Computational & Systems Biology Branch, Biometric Research Program, Division of Cancer Treatment and Diagnosis, National Cancer Institute, 9609 Medical Center Drive, Rockville, MD 20850, USA.
Brief Bioinform. 2020 Jul 15;21(4):1285-1292. doi: 10.1093/bib/bbz071.
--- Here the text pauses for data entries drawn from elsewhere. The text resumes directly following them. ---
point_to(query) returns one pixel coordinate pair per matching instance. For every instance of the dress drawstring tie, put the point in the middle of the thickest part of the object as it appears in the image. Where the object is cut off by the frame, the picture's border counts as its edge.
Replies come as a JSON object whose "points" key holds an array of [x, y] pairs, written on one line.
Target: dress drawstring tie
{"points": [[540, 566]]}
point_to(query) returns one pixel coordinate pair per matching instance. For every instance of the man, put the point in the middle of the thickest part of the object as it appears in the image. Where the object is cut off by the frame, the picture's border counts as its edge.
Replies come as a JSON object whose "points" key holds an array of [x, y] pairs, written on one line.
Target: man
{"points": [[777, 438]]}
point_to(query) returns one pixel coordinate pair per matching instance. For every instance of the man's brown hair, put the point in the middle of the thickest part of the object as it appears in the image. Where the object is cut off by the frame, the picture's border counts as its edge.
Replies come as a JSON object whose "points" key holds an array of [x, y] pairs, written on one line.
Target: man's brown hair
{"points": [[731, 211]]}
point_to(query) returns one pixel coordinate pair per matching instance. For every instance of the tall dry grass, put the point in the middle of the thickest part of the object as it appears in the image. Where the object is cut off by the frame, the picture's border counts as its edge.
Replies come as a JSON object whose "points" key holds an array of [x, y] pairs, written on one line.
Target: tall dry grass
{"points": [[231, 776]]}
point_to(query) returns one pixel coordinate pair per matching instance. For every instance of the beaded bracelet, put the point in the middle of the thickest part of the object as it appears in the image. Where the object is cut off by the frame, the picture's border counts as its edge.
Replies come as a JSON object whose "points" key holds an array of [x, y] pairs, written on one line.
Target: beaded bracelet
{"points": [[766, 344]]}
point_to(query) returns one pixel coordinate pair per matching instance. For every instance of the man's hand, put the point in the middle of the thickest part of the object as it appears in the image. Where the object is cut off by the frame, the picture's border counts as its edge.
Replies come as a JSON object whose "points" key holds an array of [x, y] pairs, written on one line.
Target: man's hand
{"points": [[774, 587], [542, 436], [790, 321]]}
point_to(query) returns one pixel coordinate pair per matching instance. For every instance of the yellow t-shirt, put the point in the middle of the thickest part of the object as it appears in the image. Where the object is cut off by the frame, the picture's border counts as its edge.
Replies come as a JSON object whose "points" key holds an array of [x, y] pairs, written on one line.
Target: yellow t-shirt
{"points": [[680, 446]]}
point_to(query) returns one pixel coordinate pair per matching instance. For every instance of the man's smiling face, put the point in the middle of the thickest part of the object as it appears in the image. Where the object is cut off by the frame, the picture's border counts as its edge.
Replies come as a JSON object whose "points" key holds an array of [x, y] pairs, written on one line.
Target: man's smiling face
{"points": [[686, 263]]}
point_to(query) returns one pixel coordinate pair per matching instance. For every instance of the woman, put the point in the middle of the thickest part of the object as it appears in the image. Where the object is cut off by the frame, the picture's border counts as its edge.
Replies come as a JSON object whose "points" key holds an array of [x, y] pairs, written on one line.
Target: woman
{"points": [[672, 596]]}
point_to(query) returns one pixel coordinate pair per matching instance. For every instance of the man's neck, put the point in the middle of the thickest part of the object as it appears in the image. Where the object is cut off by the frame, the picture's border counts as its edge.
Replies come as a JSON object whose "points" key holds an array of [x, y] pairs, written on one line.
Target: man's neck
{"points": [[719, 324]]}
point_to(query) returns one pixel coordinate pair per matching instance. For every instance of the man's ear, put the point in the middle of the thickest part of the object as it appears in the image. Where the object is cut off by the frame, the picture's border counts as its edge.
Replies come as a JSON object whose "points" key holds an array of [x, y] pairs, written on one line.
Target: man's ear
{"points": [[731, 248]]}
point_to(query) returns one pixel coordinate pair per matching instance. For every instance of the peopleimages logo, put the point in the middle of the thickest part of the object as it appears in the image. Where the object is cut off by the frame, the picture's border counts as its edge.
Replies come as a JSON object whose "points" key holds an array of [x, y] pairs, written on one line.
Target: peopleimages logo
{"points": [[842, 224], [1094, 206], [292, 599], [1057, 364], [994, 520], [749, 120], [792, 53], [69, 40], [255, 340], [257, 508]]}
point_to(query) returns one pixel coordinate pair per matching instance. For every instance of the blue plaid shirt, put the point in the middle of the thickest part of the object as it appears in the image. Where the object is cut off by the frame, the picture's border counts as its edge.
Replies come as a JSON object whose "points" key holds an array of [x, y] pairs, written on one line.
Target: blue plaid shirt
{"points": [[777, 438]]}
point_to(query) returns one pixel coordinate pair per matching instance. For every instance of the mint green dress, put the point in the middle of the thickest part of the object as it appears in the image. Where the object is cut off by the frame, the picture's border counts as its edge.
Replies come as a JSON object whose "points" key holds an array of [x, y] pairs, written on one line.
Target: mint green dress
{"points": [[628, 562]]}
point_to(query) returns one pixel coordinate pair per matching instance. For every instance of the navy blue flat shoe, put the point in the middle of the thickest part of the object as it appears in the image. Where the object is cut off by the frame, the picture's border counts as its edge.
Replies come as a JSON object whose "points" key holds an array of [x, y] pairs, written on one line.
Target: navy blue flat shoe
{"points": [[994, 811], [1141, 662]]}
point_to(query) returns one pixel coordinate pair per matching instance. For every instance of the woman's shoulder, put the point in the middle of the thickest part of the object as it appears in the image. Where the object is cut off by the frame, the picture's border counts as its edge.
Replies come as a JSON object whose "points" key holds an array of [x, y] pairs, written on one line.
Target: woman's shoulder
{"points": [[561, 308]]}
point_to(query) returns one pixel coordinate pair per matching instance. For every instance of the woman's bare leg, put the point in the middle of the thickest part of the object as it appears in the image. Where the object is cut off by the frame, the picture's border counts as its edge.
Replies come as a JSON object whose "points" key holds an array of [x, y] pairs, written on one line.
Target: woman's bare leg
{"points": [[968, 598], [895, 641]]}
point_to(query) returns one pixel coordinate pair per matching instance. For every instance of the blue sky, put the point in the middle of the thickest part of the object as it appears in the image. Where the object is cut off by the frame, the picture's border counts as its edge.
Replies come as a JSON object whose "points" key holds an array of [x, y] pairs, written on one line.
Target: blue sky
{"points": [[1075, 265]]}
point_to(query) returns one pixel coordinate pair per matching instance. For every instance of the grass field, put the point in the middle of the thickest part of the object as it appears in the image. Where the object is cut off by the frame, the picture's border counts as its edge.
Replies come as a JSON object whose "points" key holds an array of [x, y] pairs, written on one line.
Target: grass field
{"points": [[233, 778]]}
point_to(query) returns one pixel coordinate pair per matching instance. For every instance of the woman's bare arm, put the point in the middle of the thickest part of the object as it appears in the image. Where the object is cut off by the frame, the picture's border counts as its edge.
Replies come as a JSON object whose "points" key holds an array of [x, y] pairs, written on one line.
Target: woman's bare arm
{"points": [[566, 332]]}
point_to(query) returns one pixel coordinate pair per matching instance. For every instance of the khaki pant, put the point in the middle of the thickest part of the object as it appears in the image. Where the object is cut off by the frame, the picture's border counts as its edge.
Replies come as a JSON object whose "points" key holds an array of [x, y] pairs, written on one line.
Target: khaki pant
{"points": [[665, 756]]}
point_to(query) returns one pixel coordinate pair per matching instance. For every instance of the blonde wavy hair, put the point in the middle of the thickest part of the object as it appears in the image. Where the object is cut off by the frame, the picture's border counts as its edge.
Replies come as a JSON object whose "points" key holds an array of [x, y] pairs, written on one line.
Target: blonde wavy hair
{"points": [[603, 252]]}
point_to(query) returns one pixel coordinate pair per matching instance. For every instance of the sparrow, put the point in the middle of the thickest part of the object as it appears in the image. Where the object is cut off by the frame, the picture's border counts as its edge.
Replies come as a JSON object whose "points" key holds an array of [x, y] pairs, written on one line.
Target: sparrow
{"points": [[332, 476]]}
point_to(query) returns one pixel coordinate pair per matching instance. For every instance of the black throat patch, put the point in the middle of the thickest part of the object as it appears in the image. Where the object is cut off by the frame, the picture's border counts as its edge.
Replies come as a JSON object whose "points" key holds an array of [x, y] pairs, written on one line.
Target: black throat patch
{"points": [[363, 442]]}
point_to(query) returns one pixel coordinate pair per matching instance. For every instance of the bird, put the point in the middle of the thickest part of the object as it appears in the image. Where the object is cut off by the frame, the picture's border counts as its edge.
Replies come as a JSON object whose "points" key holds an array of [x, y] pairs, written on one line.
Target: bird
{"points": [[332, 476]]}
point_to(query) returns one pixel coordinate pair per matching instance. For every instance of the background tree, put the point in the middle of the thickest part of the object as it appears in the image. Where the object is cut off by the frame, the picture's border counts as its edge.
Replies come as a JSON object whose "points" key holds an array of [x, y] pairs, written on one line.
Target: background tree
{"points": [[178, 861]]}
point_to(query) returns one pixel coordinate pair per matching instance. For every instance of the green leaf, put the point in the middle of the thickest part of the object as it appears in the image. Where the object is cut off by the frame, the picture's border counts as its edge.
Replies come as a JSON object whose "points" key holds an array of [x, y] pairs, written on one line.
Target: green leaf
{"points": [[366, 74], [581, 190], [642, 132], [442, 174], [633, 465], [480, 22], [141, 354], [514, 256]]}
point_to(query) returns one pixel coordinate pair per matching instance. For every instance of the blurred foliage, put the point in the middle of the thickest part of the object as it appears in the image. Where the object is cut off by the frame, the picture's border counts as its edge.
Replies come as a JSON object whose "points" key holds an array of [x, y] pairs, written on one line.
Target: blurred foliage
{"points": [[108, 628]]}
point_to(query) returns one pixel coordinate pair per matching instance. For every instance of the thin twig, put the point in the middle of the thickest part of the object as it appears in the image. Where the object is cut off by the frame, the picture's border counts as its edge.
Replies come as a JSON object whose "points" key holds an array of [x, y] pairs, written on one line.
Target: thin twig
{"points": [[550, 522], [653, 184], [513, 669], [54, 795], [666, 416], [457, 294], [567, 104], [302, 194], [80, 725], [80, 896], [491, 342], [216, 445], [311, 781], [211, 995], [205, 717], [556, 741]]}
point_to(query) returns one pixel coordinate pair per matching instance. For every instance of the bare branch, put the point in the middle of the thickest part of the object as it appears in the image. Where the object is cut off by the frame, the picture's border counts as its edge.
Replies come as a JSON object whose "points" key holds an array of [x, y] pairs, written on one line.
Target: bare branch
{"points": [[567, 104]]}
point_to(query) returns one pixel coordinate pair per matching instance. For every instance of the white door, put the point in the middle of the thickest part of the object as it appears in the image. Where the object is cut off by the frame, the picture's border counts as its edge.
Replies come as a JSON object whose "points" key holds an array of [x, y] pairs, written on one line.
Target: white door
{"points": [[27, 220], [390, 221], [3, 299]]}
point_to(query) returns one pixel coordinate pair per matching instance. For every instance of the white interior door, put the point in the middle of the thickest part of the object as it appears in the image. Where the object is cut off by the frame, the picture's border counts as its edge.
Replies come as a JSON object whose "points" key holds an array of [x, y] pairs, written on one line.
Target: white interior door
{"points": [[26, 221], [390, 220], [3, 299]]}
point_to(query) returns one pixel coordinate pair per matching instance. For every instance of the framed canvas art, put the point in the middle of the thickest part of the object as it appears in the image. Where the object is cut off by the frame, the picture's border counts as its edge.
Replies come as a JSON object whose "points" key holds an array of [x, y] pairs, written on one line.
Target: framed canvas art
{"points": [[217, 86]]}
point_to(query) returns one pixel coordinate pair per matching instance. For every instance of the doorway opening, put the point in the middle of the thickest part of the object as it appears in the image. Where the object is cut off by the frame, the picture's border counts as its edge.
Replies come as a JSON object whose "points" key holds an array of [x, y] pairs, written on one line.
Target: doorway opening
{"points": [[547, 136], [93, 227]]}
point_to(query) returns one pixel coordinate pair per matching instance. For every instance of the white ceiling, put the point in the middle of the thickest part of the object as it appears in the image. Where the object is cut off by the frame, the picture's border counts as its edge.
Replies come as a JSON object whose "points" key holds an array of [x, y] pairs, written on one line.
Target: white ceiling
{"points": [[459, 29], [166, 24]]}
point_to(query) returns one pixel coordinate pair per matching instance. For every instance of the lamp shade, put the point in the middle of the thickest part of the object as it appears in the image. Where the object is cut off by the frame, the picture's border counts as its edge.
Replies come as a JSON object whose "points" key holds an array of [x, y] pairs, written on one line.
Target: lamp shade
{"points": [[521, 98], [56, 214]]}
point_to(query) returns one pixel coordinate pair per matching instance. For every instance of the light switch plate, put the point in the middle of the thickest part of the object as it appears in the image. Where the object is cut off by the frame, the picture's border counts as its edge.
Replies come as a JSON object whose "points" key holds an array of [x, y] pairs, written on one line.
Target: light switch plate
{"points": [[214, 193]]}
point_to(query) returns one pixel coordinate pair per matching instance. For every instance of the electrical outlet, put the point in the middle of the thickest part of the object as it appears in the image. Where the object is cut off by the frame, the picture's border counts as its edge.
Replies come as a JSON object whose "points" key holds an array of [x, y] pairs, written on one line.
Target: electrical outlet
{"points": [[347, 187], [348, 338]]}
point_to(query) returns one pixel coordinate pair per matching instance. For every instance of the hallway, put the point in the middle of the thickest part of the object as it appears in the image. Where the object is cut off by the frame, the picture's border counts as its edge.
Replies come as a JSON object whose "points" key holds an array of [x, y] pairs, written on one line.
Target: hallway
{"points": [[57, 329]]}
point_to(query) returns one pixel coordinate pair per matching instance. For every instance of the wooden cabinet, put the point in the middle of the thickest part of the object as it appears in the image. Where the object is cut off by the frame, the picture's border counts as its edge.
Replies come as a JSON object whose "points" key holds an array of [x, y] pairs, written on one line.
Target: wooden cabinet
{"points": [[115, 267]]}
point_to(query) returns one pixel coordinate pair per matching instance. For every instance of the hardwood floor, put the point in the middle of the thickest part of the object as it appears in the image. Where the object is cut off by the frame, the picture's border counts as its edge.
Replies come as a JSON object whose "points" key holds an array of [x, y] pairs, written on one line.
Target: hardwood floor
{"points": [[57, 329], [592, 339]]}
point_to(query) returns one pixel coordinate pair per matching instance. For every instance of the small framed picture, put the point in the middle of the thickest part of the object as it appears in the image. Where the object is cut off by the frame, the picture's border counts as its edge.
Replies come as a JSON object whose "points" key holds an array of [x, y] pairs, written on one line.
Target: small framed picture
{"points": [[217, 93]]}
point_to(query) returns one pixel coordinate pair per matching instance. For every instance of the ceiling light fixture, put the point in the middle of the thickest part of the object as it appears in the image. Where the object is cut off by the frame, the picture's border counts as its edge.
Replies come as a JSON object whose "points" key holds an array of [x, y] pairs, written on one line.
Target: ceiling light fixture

A number of machine learning (ML)-based algorithms have been proposed for predicting mutation-induced stability changes in proteins. In this critical review, we used hypothetical reverse mutations to evaluate the performance of five representative algorithms and found all of them suffer from the problem of overfitting. This approach is based on the fact that if a wild-type protein is more stable than a mutant protein, then the same mutant is less stable than the wild-type protein. We analyzed the underlying issues and suggest that the main causes of the overfitting problem include that the numbers of training cases were too small, and the features used in the models were not sufficiently informative for the task. We make recommendations on how to avoid overfitting in this important research area and improve the reliability and robustness of ML-based algorithms in general.
许多基于机器学习 (ML) 的算法已经被提出,用于预测蛋白质突变引起的稳定性变化。在这篇批判性评论中,我们使用假设的反向突变来评估五种有代表性的算法的性能,发现它们都存在过拟合的问题。这种方法基于这样一个事实,即如果野生型蛋白质比突变型蛋白质更稳定,那么相同的突变体比野生型蛋白质更不稳定。我们分析了潜在的问题,并提出过拟合问题的主要原因包括训练案例的数量太少,以及模型中使用的特征对任务的信息量不足。我们就如何避免这一重要研究领域中的过拟合问题以及如何提高基于 ML 的算法的可靠性和稳健性提出了建议。